I have an application that is distributing data from New York to Tokyo over TCP running Solaris 10. Mean throughput is < 1Mbps, peak throughput can reach 20-30Mbps for seconds at a time though typical spikes are more like 10Mbps. Individual message sizes are small (~300bytes) and consistency of latency is key. This means we are attempting to remove batching aka so nagles is off & application is configured to send asap rather than queue then send.
The RTT between New York and Tokyo is ~180ms and the TCP window is tuned to a theoretical throughput in the region of ~40Mbps, aka 1M tcp_xmit_hiwat/tcp_rcv_hiwat. tcp_max_buf and tcp_cwnd_max are also 1M.
The problem here is that we frequently but intermittently see mysterious "pauses" where the sender gets EWOULDBLOCK leading to a buildup in an internal queue and then subsequent discharge of data. There are 2 problems here
- no obvious reason for the blocking socket, we don't appear to be hitting peak throughput and nothing in the packet captures suggest any slowdown
- during the "discharge period" (i.e. when the sender socket is no longer blocking but it has a buffer of data to send), we see a steadily increasing sawtooth pattern to the message rates
The former is the key to the problem, if I can work this out then the latter shouldn't occur. However the latter is odd, I was naively expecting it to quickly ramp to peak throughput and stay there until it had got through the backlog.

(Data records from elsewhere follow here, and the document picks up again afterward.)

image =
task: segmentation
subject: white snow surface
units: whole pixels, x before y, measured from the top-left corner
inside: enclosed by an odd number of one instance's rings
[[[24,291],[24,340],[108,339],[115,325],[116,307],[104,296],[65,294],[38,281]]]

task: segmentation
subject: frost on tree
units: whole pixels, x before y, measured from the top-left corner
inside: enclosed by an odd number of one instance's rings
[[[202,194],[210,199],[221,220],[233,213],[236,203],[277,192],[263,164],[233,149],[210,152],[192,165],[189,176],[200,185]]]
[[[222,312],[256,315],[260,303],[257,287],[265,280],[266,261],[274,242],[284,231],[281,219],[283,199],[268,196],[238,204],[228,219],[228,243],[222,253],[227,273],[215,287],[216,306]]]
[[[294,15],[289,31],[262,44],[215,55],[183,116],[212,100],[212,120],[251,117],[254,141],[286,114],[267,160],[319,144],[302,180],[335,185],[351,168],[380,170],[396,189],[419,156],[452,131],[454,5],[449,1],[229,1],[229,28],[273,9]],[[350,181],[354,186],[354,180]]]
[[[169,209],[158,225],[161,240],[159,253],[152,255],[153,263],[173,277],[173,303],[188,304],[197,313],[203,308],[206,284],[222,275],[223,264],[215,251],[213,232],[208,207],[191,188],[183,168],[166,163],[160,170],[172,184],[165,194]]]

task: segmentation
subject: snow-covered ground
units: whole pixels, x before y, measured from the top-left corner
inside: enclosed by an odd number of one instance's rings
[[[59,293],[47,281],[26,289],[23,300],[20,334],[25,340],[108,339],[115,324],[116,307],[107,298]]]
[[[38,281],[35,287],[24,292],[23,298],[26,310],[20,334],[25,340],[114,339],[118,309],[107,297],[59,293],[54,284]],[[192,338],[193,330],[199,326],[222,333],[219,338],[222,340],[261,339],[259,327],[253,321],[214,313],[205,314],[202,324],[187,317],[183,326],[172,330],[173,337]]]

CPU utilisation is not a problem at either end, SAs say boxes look good. Network congestion on the WAN link is also not a problem, networks say network looks good. In fact everyone says every individual piece looks fine, it's just still performing badly!
Any thoughts on how to optimise for this situation? or things to investigate that might provide a hint as to what is going on?